Lo primero que llama la atención de la novela de Santiago Rubio es su planteamiento, que atrapa poderosamente al lector. Marc se debate entre la moral y el deseo, entre los peligros, de los que su sentido común le advierte, y lo mucho que echa de menos a su tío. Se decantará finalmente por el lado más emocional (lógicamente, porque si no, no habría historia) y decide «cargar» la conciencia de Sebastian en la domótica de su vivienda. No obstante, cuando lo hace, esta le revela que, en realidad, su muerte no fue natural, sino que fue asesinado.

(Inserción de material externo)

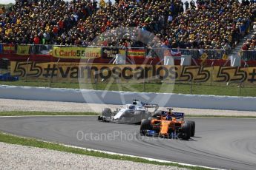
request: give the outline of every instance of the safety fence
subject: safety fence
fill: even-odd
[[[166,54],[166,51],[169,54]],[[114,58],[116,54],[126,57],[152,57],[163,58],[164,55],[189,55],[200,59],[206,54],[208,59],[223,59],[228,52],[223,50],[168,49],[167,47],[67,47],[58,45],[0,44],[0,54],[19,55],[49,55],[65,58]]]
[[[0,81],[0,84],[256,96],[256,67],[13,61],[8,71],[11,76],[19,77],[19,80]]]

Aparece en este punto de la trama otro elemento fundamental para apuntalarla: un detective chapado a la antigua, Ron Blake, que se encargará de llevar la investigación. Este personaje, reminiscencia de un mundo ya caduco, junto a la ambientación general de la novela, consiguen un efecto que a muchos les hará acordarse de la mítica Blade Runner, y más en estos días en los que aún estamos asimilando que hemos perdido al genial Rutger Hauer. Aunque este libro, igual que hace la empresa Inmemorian en el libro homónimo de Ismael Santiago Rubio con las conciencias de los desaparecidos, puede quizá contribuir a que la desaparición del bueno de Hauer no sea definitiva y recordárnoslo a cada paso que demos entre sus páginas. Pero no solo esto; a mí, personalmente, también me trae a la memoria otro clásico del Premio Literario de Amazon: La Torre de Tesla, de Rubén Azorín. Esta novela participó en el premio en el verano de 2017, quedando bastante bien posicionada, con una historia atractiva y adictiva, como la que cuenta Inmemorian, y por eso le vaticino un éxito similar.

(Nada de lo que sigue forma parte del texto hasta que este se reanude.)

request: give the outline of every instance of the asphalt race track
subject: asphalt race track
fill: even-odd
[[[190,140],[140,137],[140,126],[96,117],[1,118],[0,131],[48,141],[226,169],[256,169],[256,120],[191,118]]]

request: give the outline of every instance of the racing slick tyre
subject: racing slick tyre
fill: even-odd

Si se le puede poner un pero a la ficción futurista de Santiago Rubio, quizá sea el ritmo de la narración, algo irregular y a veces predecible. Esto no es algo necesariamente negativo, siempre que esté justificado por detalles de la trama; sin embargo, dado que a menudo es difícil empatizar con el protagonista, sí se echa en falta un giro argumental más repentino que nos sacuda o, al menos, nos conmueva.

Dicho esto, estamos ante un «tecno thriller» muy interesante, que emplea una formula muy buena que lo debería abocar al éxito: la de oponer el dilema moral a la necesidad emocional, para cuya resolución los protagonistas tienen a su disposición una serie de innovaciones tecnológicas que se han desarrollado para transformar la sociedad en la que viven. Ismael Santiago Rubio se desenvuelve en el género de ciencia ficción con notable solvencia, fruto de su trayectoria literaria, y por ello, la lectura resulta ya muy atractiva solo con hacer ese recorrido por las transformaciones existentes y las que se derivarán de las decisiones de los protagonistas. Y si además nos evoca clásicos del cine de ciencia ficción, la elección resulta redonda.